Overview of our Linguistic Justice philosophy:
Power relations and hierarchies as well as spaces for freedom and change are created through language and shared through writing practices. Writing centers are often seen as mechanisms for norming or conventionalizing academic discourse, but they are also spaces for transformative dialogue and individual voice. Knowing the simultaneously repressive and liberating nature of our work, we hope to lean into the practices of linguistic justice.
There are four pillars to our focus upon linguistic justice:
1. Antiracism: Rethinking practices that sort minority discourses to the bottom of the linguistic hierarchy and subject them to eradication pedagogy. We are particularly concerned with the stigmatization and oppression of Black language.
2. Translingualism: Integrating multilingual students into the academic community, and creating space for their evolving Englishes and practices that support them in their academic journeys and allow access to the value of their global perspectives.
3. Gender Inclusivity: Fostering a linguistic environment that creates more inclusive and affirming communities for gender-expansive individuals and continues to loosen the restrictions and limitations of gender normative and binary language conventions.
4. Disability Justice: Valuing differences and self-determination, creating access and accommodation, and working to find new language and reduce the harms of ableist language, we integrate disability perspectives into our research, messaging, policies and practices.
Through these areas of focus we work to build communities and learning spaces that are comfortable and affirming to all students and provide appropriate, responsive support for their developmental trajectories and the realization of their goals. We ask the campus community, what if each student were able to bring all their linguistic resources to their academic work? We assert that our community as a whole would benefit.

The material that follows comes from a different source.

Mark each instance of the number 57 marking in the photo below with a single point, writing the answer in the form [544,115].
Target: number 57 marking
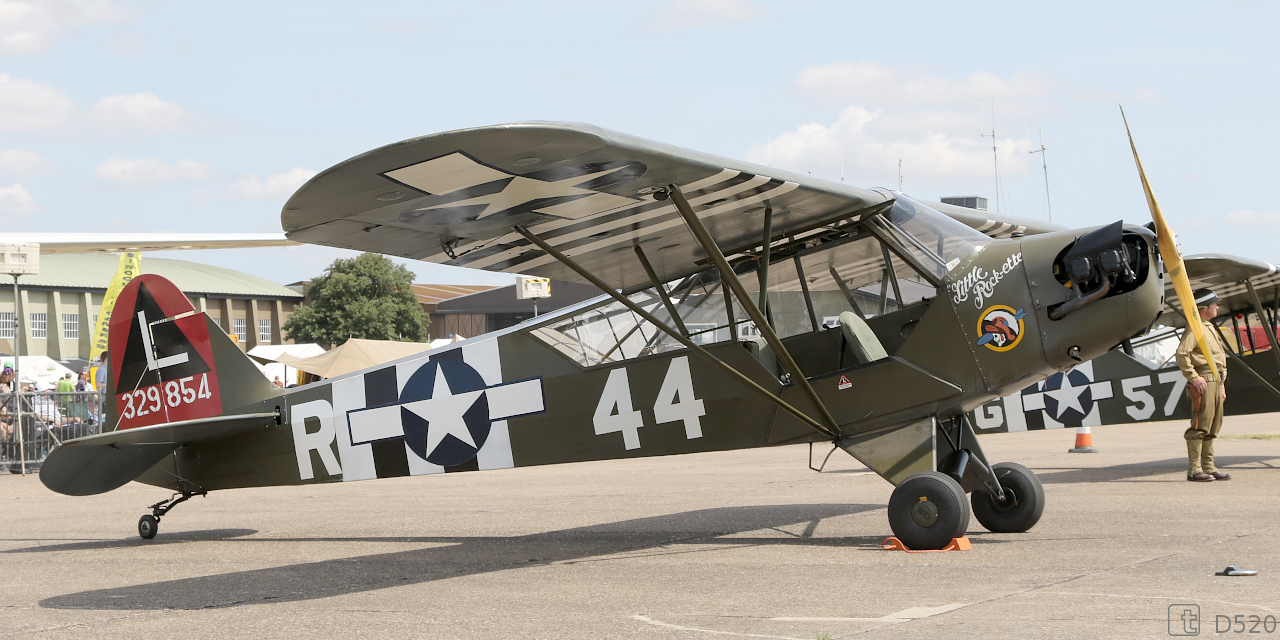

Through welcoming new members, honest dialogue, soliciting feedback, and ongoing research, our goal is to continually improve our ability to make our community work for everyone.
Learn more about our linguistic justice initiative here: its history, our statement, our plan, our events and the resources that have informed our approach. We will continue to focus upon the three pillars of linguistic justice and welcome your feedback along the way!
Our writing center is situated on the land in the territory of the Seneca Nation, a member of the Haudenosaunee Six Nations Confederacy, a region still home to the Haudenosaunee people. We are thankful that our community is situated in this territory and hope to contribute to its wellbeing through the dialogue that occurs here.